5 Easy At-Home Workouts to Stay in Shape During Your Pregnancy
Pregnancy entails a journey in a woman’s life that changes her being forever. It’s a mixed experience for her, with both delights and hardships coming along her way. Your body and mind both undergo a number of changes during this period of time. Each trimester of your pregnancy involves a different set of issues. Keeping a healthy body helps deal with all these issues.
The first trimester is the time during which your body gets familiarized with the concept of developing a whole other human being inside it.
Here is a guide to some of the workouts that you can do while you’re expecting.

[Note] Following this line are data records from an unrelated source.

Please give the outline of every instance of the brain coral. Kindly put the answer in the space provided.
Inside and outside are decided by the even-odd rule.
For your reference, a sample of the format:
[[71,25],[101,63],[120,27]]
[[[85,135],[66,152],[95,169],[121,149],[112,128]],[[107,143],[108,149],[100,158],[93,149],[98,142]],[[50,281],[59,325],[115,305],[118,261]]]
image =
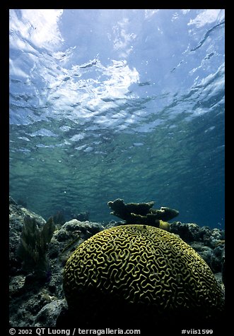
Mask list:
[[131,311],[135,319],[207,319],[223,309],[205,261],[176,235],[147,225],[112,227],[82,243],[65,265],[64,290],[73,310],[95,303],[105,314]]

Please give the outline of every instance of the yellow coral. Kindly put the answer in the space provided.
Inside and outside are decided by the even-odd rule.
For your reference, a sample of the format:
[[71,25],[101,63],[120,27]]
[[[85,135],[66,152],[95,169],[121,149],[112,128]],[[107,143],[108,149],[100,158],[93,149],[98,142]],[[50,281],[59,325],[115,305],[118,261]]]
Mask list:
[[99,305],[115,299],[151,306],[156,317],[189,310],[209,316],[223,308],[222,290],[199,254],[147,225],[112,227],[82,243],[65,265],[64,290],[71,308],[97,296]]

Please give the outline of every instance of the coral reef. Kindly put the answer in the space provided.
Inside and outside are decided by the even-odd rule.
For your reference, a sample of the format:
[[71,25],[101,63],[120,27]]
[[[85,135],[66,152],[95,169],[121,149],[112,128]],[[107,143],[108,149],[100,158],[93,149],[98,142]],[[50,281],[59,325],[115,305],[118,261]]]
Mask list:
[[[47,280],[42,282],[33,277],[31,281],[27,281],[28,272],[23,270],[22,260],[16,253],[18,245],[21,244],[24,218],[26,216],[34,218],[40,231],[42,230],[46,221],[41,216],[18,205],[11,198],[10,198],[9,208],[9,325],[11,327],[43,328],[57,326],[59,323],[61,326],[64,326],[67,323],[69,328],[69,319],[68,318],[67,323],[66,322],[66,318],[69,316],[69,310],[64,299],[62,287],[64,265],[76,248],[95,234],[125,223],[122,221],[112,220],[104,227],[100,223],[81,222],[74,219],[64,224],[56,225],[47,252],[49,261],[49,274]],[[160,220],[160,223],[163,225],[163,221]],[[168,224],[165,225],[168,226]],[[185,232],[186,227],[187,227],[186,229],[187,234],[186,232]],[[224,231],[211,229],[209,227],[200,227],[193,223],[185,224],[180,222],[170,223],[170,230],[174,231],[178,236],[183,236],[183,239],[187,240],[187,243],[207,262],[211,270],[213,272],[217,272],[214,275],[223,288],[226,279]],[[218,248],[215,251],[218,247]],[[212,265],[215,267],[215,269],[212,268]],[[115,272],[113,276],[115,277]],[[165,276],[167,277],[167,273]],[[85,304],[88,305],[88,302],[86,301]],[[82,307],[81,302],[81,306]],[[88,318],[87,321],[84,319],[81,322],[81,327],[88,324],[89,318],[92,316],[92,308],[88,307]],[[95,314],[95,312],[93,313]],[[107,313],[107,311],[103,311],[101,317],[105,326]],[[128,316],[128,313],[129,312],[127,311],[126,316]],[[136,311],[136,313],[137,315],[139,313]],[[131,315],[134,316],[134,310]],[[81,320],[81,318],[80,316],[76,316],[76,318]],[[220,317],[217,320],[220,321],[221,318]],[[146,319],[147,323],[149,320],[150,318],[147,317]],[[117,327],[119,328],[121,323],[119,323],[117,319],[116,321]],[[129,325],[129,328],[131,329],[135,325],[136,323],[133,322],[131,325]],[[189,328],[191,328],[191,324],[188,325],[188,329]],[[141,334],[145,335],[143,329]],[[151,335],[151,333],[146,335]]]
[[41,229],[38,228],[35,218],[30,216],[25,216],[24,218],[21,244],[17,254],[23,260],[23,270],[30,272],[36,278],[46,279],[48,275],[48,245],[53,236],[54,227],[52,217],[44,224]]
[[199,254],[174,234],[146,225],[115,227],[82,243],[65,265],[64,290],[71,316],[89,312],[91,325],[104,312],[106,323],[127,313],[139,325],[153,318],[156,326],[213,320],[223,311],[221,287]]
[[159,220],[167,222],[179,215],[179,211],[167,207],[160,210],[152,208],[154,203],[124,203],[117,198],[107,205],[113,210],[111,214],[126,221],[126,224],[142,224],[159,227]]

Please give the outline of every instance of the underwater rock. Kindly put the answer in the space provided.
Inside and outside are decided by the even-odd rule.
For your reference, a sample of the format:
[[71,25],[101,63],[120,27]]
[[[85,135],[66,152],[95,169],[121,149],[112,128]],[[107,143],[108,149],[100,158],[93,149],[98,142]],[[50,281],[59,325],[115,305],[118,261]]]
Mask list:
[[117,198],[109,201],[107,205],[113,210],[111,215],[126,221],[126,224],[141,224],[159,227],[159,220],[167,222],[179,215],[175,209],[161,207],[160,210],[152,208],[153,201],[143,203],[124,203]]
[[37,314],[33,327],[56,327],[57,320],[62,311],[67,308],[65,299],[55,300],[46,304]]
[[218,245],[213,250],[211,257],[211,268],[214,273],[223,270],[224,244]]
[[89,212],[85,211],[83,212],[80,212],[77,214],[72,213],[71,216],[73,218],[78,220],[81,222],[86,222],[89,220]]
[[[74,219],[65,222],[62,226],[58,225],[48,245],[49,270],[48,270],[47,278],[46,281],[42,282],[37,281],[33,277],[29,277],[27,275],[27,272],[22,270],[22,262],[17,256],[16,251],[20,243],[20,236],[25,217],[30,215],[31,217],[34,217],[40,230],[42,229],[46,221],[41,216],[19,206],[16,202],[11,198],[9,206],[9,236],[11,244],[9,279],[10,326],[13,328],[28,327],[30,325],[54,326],[58,315],[57,321],[62,323],[61,325],[62,326],[64,323],[64,318],[66,320],[67,317],[66,315],[67,306],[64,301],[62,286],[63,269],[66,260],[82,242],[95,233],[105,230],[108,227],[122,225],[125,222],[124,221],[111,221],[104,227],[100,223],[88,221],[81,222]],[[163,222],[160,222],[160,223],[163,224]],[[168,224],[165,224],[165,225],[168,226]],[[170,226],[172,224],[170,224]],[[183,225],[181,223],[178,227],[179,229],[177,232],[180,236],[181,234],[180,227],[182,228]],[[192,232],[192,230],[191,230],[190,234]],[[206,228],[205,227],[201,227],[200,228],[200,236],[196,234],[197,230],[194,229],[193,236],[199,241],[191,241],[189,244],[195,251],[197,251],[198,253],[207,262],[210,267],[212,253],[216,248],[220,246],[215,251],[215,255],[212,256],[212,260],[216,270],[219,272],[216,273],[215,275],[216,274],[219,275],[219,282],[223,287],[222,279],[224,282],[224,244],[221,239],[224,237],[224,232],[220,232],[218,229],[214,230],[213,235],[212,232],[213,230],[208,227]],[[209,239],[210,239],[211,246],[204,244],[203,237],[204,237],[206,243],[209,241]],[[221,247],[223,249],[221,256]],[[219,261],[218,258],[220,258]],[[108,314],[108,312],[104,311],[104,319],[106,314]],[[51,318],[49,316],[51,316]],[[64,318],[59,319],[61,316],[64,316]],[[88,323],[88,320],[87,323]],[[117,321],[117,323],[118,323],[118,321]],[[134,325],[134,323],[132,325]],[[68,327],[70,327],[70,325],[68,325]],[[191,328],[191,325],[189,328]]]
[[204,243],[207,246],[210,246],[212,248],[214,248],[217,244],[219,242],[224,241],[225,240],[225,232],[224,230],[221,229],[213,229],[211,230],[211,232],[204,236]]
[[49,268],[47,256],[48,246],[54,231],[52,217],[39,229],[34,217],[25,216],[21,234],[21,244],[17,254],[23,260],[23,271],[33,277],[45,279]]
[[173,222],[170,223],[170,232],[178,234],[185,241],[199,241],[202,240],[200,227],[194,223],[181,223]]
[[52,217],[54,224],[63,225],[66,222],[65,217],[62,210],[57,211]]
[[17,275],[22,262],[17,255],[17,249],[21,243],[21,234],[26,216],[35,218],[38,227],[46,221],[39,215],[18,205],[9,197],[9,272],[11,275]]
[[205,246],[202,241],[192,241],[189,243],[189,245],[201,256],[207,265],[211,268],[211,263],[213,249],[211,247]]
[[108,323],[127,316],[154,326],[223,313],[223,293],[205,261],[176,235],[146,225],[115,227],[84,241],[65,265],[64,290],[75,316],[70,326],[88,317],[91,327],[104,312]]

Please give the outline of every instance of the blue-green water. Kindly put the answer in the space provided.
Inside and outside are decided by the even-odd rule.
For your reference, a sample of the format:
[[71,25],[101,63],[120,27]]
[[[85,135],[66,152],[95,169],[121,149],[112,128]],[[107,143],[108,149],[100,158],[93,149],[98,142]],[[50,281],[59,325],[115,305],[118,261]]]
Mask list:
[[10,10],[10,194],[224,228],[224,10]]

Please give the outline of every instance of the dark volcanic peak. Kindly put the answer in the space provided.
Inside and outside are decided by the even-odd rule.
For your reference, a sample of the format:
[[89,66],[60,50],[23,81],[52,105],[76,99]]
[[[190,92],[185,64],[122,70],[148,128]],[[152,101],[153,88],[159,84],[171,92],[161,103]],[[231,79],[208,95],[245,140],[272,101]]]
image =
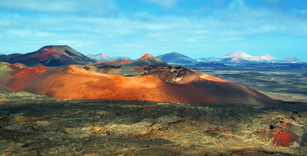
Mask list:
[[163,61],[173,63],[196,63],[197,61],[185,56],[179,52],[173,52],[158,56]]
[[237,51],[234,52],[231,52],[225,55],[220,56],[221,58],[230,58],[234,57],[238,57],[240,58],[253,57],[248,54],[246,54],[241,50]]
[[281,59],[281,60],[282,61],[298,61],[298,62],[301,62],[302,61],[301,60],[300,60],[299,59],[295,57],[287,57],[287,58],[285,58],[284,59]]
[[87,57],[93,59],[93,60],[99,62],[99,61],[105,61],[111,60],[112,58],[108,56],[106,54],[99,54],[97,55],[88,55]]
[[248,61],[244,59],[242,59],[237,56],[234,57],[226,58],[220,61],[222,62],[236,62],[236,63],[250,63],[250,61]]
[[30,67],[39,65],[57,66],[95,62],[67,45],[46,46],[36,51],[10,56],[9,57],[9,59],[7,58],[7,60],[9,60],[8,62],[10,63],[21,63]]
[[209,62],[199,62],[196,64],[195,66],[228,67],[224,64],[218,63],[215,61]]

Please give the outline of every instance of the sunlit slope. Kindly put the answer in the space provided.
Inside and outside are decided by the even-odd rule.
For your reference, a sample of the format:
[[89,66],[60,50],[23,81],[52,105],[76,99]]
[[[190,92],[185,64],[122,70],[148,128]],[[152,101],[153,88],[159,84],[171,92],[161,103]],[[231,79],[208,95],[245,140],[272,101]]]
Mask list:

Breathing exercise routine
A good breathing exercise routine is very important to keep your body energized and habituated to the changes occurring within it. Apart from being an effective reliever of your nausea, it also strengthens your lungs, which now breath for two. Here’s how you go about it:
- Sit on a comfortable area such as a soft mat or even your bed. Placing both hands over your stomach, breathe in and out deeply, feeling your hands moving in and out with each breath. Repeat this for 15 breaths in a set of 3 rounds.
- With both your hands outstretched sideways, deeply inhale and move them upwards to join them over your head. Exhale and bring the hands down and repeat for 10 times in a set of 3 rounds.
Upper body routine
- In a standing up or sitting position reach out your arms to either sides and begin to circle them forward and backward 20 times each.
- Place the arms parallel in front of your body and slide them up and down 30 times.
- Lean forward and reach above the waist behind you. Keep your palms facing towards the ceiling. Bending the knees slightly (if standing), move the arms up and down in this position 30 times.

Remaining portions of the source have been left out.